NVR Inc. (NVR: $3,404/share) – Maintaining Long Position – NVR +59% vs. S&P +11%

NVR Inc. was selected as a Long Idea on 4/17/17 in The Market Undervalues this Firm’s Cash Flows. NVR earned a Very Attractive risk/reward rating at the time due to its high return on invested capital (ROIC), strong profit growth, and low price-to-economic book value (PEBV) ratio.

Following a 59% gain, driven by strong earnings beats, NVR now receives an Attractive risk/reward rating.  Despite the price increase and rating downgrade, the stock still remains undervalued. Current fundamental and valuation highlights underlying NVR’s Attractive rating include:

  • 12% NOPAT CAGR since 2009
  • NOPAT margins near the top of the industry
  • Top-quintile ROIC of 22%
  • FCF Yield of 3% vs. 1% for Industrials stocks and 2% the S&P 500
  • PEBV of 1.4 for NVR vs. 3.2 for Industrials and 3.0 for the S&P 500

In our original article, we highlighted room for growth within the housing market, specifically in new home sales, and this trend has continued. In October 2017, new home sales reached their highest level in 10 years. October also marked the third straight month of increasing new home sales after remaining relatively flat through the beginning of 2017. With the continued improvement in home sales, NVR continues to offer an attractive risk/reward trade-off.

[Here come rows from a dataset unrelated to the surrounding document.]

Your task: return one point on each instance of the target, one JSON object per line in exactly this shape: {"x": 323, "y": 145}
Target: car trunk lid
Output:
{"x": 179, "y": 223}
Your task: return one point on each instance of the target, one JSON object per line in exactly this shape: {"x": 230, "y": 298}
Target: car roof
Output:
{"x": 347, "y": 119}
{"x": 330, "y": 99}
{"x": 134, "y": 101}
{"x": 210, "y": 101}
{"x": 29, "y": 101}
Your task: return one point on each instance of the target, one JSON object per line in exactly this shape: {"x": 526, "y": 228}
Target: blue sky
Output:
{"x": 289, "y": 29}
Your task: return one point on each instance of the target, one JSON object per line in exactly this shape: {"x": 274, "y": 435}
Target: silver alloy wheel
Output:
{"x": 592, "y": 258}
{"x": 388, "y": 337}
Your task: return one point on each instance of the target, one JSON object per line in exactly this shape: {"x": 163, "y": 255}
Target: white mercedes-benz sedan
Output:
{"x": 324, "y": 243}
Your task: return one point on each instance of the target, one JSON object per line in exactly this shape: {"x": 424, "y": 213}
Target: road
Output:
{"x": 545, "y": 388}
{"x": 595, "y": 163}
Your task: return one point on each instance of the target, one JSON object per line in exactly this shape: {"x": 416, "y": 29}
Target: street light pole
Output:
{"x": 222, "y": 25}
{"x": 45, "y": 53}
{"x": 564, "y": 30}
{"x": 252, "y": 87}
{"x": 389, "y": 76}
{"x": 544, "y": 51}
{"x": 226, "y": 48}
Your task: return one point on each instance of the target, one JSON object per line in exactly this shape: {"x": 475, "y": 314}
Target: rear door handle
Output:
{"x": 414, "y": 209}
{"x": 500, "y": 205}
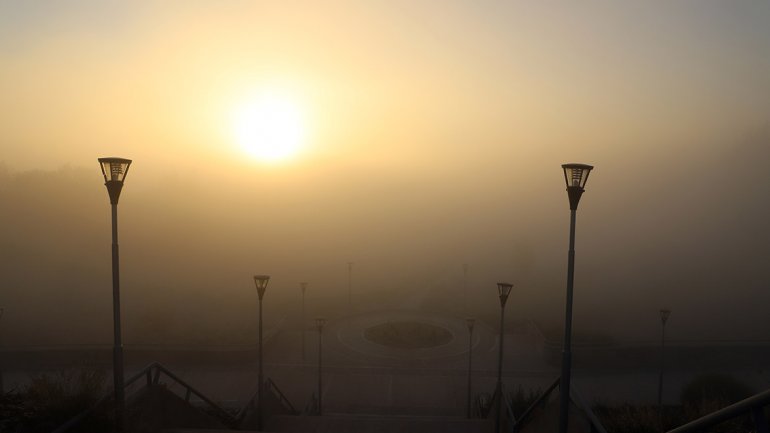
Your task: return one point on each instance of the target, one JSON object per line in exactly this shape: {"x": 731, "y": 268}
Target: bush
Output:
{"x": 50, "y": 400}
{"x": 714, "y": 388}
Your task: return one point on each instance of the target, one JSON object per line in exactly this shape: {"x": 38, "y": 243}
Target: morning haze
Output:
{"x": 409, "y": 138}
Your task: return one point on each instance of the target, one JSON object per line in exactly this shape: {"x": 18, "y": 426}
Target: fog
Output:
{"x": 684, "y": 230}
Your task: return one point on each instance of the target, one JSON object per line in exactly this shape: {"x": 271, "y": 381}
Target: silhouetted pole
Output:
{"x": 114, "y": 171}
{"x": 2, "y": 388}
{"x": 470, "y": 322}
{"x": 664, "y": 313}
{"x": 576, "y": 176}
{"x": 320, "y": 322}
{"x": 504, "y": 289}
{"x": 261, "y": 282}
{"x": 465, "y": 288}
{"x": 350, "y": 286}
{"x": 303, "y": 287}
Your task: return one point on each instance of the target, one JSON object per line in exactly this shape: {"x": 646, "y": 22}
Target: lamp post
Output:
{"x": 2, "y": 389}
{"x": 470, "y": 322}
{"x": 465, "y": 287}
{"x": 575, "y": 175}
{"x": 114, "y": 171}
{"x": 261, "y": 282}
{"x": 503, "y": 290}
{"x": 664, "y": 313}
{"x": 303, "y": 288}
{"x": 320, "y": 322}
{"x": 350, "y": 286}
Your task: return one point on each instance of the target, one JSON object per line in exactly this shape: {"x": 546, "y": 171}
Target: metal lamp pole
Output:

If NVR can maintain 2016 margins of 7.5% (below TTM margins of 8.6%) and grow NOPAT by 9% compounded annually for the next decade, the stock is worth $3,997/share today – a 17% upside.

Figure 1: NVR Stock Price and Risk/Reward Rating History

Sources: New Constructs, LLC and company filings

This article originally published on November 28, 2017.

Disclosure: David Trainer, Kyle Guske II, and Sam McBride receive no compensation to write about any specific stock, style, or theme.